Other experts predicted the CDC would most likely lose the authority to enact the few actions it is empowered to use in public emergencies, such as pausing housing evictions, limiting the movements of cruise ships and requiring masks on public transportation.
“There’s a false narrative here that CDC got distracted by these noncore issues and therefore had a bad pandemic, and every part of that narrative is wrong,” said Dr. Thomas Frieden, who led the agency under President Barack Obama and has criticized it for being slow to respond to COVID.
About two-thirds of the agency’s budget goes to state and local health departments, “not building some empire in Atlanta,” where the CDC has its headquarters, he added.
Slashing the CDC’s budget would constrict these state departments, which are already struggling. Last month, Frieden and seven other former CDC directors warned that shrinking the agency “would cost lives and damage the economy.”
Even without congressional support, Trump could significantly change the agency’s mission, scope and independence. His administration could suppress data collection for gun violence and gender identity, for example, or expand the agency’s tracking of abortions.
Vaccine requirements are likely to be a particular flashpoint for both the CDC and FDA, experts said. Project 2025 inveighs against vaccine and mask mandates, and Kennedy is perhaps the country’s most high-profile vaccine skeptic.
Trump is not personally opposed to masks or vaccines, except for some personal qualms about the MMR vaccine, according to officials who worked closely with him. But he has been critical of policies mandating their use.
All 50 states and the District of Columbia require certain vaccinations for schoolchildren, with varying criteria for religious or personal exemptions.
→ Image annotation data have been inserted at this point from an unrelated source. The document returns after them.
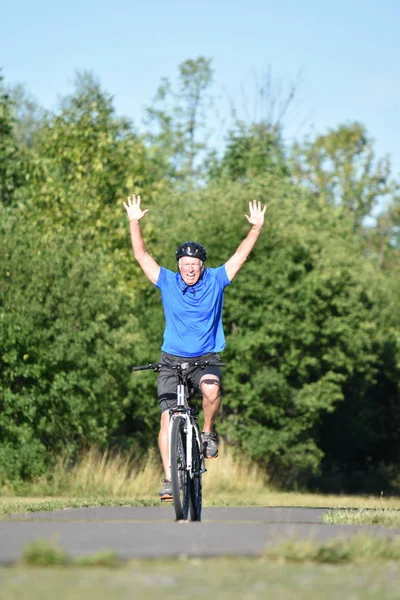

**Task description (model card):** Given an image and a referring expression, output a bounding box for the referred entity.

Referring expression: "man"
[124,194,266,500]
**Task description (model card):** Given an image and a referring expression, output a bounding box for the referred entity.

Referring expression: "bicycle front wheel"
[189,431,203,521]
[171,417,190,521]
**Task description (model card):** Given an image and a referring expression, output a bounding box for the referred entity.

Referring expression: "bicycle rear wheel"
[189,431,203,521]
[171,417,190,521]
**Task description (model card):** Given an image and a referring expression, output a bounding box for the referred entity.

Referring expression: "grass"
[0,445,400,515]
[21,540,117,567]
[265,534,400,564]
[322,508,400,527]
[0,558,400,600]
[21,534,400,567]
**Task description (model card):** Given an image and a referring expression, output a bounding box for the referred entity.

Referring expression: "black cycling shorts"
[157,352,221,412]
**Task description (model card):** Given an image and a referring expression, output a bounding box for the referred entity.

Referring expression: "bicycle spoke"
[171,417,189,521]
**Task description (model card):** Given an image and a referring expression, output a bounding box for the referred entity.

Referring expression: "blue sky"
[0,0,400,178]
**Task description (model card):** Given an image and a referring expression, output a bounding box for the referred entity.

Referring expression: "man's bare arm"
[124,194,160,283]
[225,200,267,281]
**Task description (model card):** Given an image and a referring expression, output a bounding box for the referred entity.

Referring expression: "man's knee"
[200,375,220,402]
[160,410,169,432]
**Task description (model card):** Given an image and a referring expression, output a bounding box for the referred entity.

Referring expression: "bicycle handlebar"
[132,360,226,372]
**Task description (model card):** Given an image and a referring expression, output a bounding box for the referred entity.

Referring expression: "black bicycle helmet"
[175,242,207,262]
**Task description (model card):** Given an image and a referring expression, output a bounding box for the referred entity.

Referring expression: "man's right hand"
[124,194,149,221]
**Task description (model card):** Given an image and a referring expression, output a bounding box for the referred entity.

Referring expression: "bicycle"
[132,360,225,521]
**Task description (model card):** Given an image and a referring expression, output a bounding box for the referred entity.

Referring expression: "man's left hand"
[245,200,267,230]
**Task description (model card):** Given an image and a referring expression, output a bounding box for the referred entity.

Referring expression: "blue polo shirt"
[155,265,230,357]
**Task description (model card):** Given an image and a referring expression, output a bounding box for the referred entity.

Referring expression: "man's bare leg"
[158,410,171,481]
[200,375,221,432]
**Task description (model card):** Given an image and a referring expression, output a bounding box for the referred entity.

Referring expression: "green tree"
[292,123,398,228]
[146,56,213,183]
[0,74,24,206]
[210,122,289,183]
[0,216,158,480]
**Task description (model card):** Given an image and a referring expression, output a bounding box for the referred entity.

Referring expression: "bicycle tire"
[189,432,203,521]
[171,417,190,521]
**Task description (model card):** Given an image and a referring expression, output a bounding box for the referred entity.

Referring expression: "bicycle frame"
[132,359,225,521]
[168,363,207,479]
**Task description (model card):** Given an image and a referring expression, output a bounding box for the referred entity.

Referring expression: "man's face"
[178,256,203,285]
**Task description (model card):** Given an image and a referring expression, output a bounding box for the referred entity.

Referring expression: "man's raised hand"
[124,194,149,221]
[245,200,267,229]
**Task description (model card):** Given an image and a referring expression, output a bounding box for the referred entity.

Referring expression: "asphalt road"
[0,505,400,564]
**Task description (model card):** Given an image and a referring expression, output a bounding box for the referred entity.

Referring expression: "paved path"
[0,505,400,564]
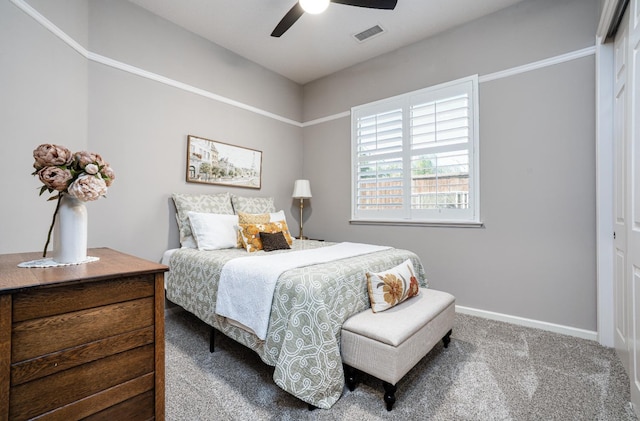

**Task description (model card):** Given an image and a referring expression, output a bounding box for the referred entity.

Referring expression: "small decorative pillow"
[238,221,293,253]
[171,193,233,249]
[260,231,291,251]
[187,211,238,250]
[238,210,291,248]
[367,259,420,313]
[231,195,276,213]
Yet at dozens of rallies this year, Trump has said, “I will not give one penny to any school that has a vaccine mandate or a mask mandate.”
Vaccine policies are set at the state level, not by the federal government. But states look to the FDA to evaluate vaccine safety and to the CDC for guidance on which vaccines should be given and when.
A committee of external advisers to the CDC reviews the evidence for vaccines and recommends which shots people should get and when. An appointed CDC director could reject its advice and reshape the guidance.
The result would be a loss of expertise that doctors and state health officials rely on, some experts said.
“The number of questions that you would have the burden on a clinician to figure it all out, or even on a state body to figure it all out, would be pretty high,” Schuchat said.